Factors in your risk assessment process
You need to know the factors for sorting out the importance of each shadow cloud service. For your organisation’s preferred factors, check its:
- cloud plan
- approved process for assessing risks
- existing public cloud services that have been approved for use
- feedback from people in your organisation about whether the existing public cloud services meet their needs or not.
These may not mention shadow cloud services directly, but they must list factors to consider when using public cloud services.
Why you need factors to help with sorting
You will not know the risk to your information in shadow cloud services yet. Finding and thinking about the following factors helps you to get a sense of:
- how important each shadow cloud service is
- the order in which you need to assess them for their risks.
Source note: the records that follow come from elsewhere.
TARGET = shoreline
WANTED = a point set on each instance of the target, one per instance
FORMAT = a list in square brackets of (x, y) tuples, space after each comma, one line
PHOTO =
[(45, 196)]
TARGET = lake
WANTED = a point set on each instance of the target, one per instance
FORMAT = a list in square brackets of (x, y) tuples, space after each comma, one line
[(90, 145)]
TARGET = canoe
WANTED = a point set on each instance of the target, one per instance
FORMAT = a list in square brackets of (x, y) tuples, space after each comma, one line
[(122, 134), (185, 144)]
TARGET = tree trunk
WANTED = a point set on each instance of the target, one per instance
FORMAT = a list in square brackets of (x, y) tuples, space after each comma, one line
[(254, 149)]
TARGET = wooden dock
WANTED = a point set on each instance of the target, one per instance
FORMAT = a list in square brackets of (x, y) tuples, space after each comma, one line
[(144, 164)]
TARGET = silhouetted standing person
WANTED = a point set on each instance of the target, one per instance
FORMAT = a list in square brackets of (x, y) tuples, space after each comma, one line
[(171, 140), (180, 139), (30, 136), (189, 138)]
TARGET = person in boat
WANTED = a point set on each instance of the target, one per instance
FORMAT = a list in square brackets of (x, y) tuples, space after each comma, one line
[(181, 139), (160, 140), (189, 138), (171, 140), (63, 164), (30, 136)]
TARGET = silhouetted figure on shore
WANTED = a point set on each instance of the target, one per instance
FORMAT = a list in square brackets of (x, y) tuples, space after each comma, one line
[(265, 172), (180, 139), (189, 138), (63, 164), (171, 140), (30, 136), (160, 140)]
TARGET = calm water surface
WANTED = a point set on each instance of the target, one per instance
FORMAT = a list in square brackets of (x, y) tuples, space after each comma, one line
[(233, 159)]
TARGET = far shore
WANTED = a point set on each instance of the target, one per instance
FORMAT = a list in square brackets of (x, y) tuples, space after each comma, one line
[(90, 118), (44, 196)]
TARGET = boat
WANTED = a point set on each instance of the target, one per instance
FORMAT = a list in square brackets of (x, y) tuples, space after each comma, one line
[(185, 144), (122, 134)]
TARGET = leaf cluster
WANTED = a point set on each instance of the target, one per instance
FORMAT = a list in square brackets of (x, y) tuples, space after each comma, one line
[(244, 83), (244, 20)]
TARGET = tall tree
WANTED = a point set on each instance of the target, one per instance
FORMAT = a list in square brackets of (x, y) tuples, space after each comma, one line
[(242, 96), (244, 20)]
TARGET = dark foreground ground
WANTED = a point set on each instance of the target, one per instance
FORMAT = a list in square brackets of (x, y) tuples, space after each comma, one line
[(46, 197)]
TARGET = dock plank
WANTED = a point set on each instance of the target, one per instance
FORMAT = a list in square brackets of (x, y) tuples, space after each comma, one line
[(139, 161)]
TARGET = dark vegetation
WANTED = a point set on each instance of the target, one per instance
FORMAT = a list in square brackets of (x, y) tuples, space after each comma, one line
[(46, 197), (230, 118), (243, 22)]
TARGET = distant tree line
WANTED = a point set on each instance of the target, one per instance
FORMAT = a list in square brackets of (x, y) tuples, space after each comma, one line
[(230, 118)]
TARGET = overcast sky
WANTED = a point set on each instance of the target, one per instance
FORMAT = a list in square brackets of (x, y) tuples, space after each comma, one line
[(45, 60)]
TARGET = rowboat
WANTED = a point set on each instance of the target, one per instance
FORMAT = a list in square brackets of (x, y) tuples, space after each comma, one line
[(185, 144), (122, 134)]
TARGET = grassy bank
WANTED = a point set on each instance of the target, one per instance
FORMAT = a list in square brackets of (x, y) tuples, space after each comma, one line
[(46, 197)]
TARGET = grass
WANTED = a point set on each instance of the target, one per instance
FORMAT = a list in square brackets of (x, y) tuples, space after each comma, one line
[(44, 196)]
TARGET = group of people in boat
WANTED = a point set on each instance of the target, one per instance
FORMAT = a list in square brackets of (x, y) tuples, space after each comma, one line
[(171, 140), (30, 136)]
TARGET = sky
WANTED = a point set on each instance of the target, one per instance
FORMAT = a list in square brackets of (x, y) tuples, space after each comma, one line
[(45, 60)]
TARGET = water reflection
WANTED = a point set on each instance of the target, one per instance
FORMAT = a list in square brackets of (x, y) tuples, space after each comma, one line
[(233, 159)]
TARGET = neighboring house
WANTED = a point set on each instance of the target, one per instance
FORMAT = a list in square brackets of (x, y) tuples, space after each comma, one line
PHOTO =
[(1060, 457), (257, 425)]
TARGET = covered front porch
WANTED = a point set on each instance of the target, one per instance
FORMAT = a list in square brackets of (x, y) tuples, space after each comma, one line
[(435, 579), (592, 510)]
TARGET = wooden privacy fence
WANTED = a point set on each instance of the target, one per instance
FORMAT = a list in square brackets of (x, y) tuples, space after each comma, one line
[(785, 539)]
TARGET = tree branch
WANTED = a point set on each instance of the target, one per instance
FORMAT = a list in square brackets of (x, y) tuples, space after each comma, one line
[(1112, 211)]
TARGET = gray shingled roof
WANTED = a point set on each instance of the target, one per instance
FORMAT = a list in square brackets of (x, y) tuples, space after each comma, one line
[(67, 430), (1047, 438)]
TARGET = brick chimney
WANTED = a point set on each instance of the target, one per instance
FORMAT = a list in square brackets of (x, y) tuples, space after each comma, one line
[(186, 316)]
Examples of factors to help with sorting
For each shadow cloud service, find and think about the:
- business needs — how much these needs and their processes rely on the service
- information value — how important it is to the NZ government and New Zealanders
- number of users — how important the service is to your people
- data usage — the demand on your network, though this is rarely an issue with shadow cloud services
- costs — if it’s expensive, this might factor into your decision-making in the step where you sort shadow cloud services using your reference taxonomy for application and software services.
Define the resources you need to manage shadow cloud
At this point, you should have an idea of the work involved. Now is a good time to plan and commit the resources you’ll need to manage shadow cloud properly.
Next step — assess the risks of information in shadow cloud services
Once you have your order, assess the risks to shadow cloud services. Start with those that are the highest priorities.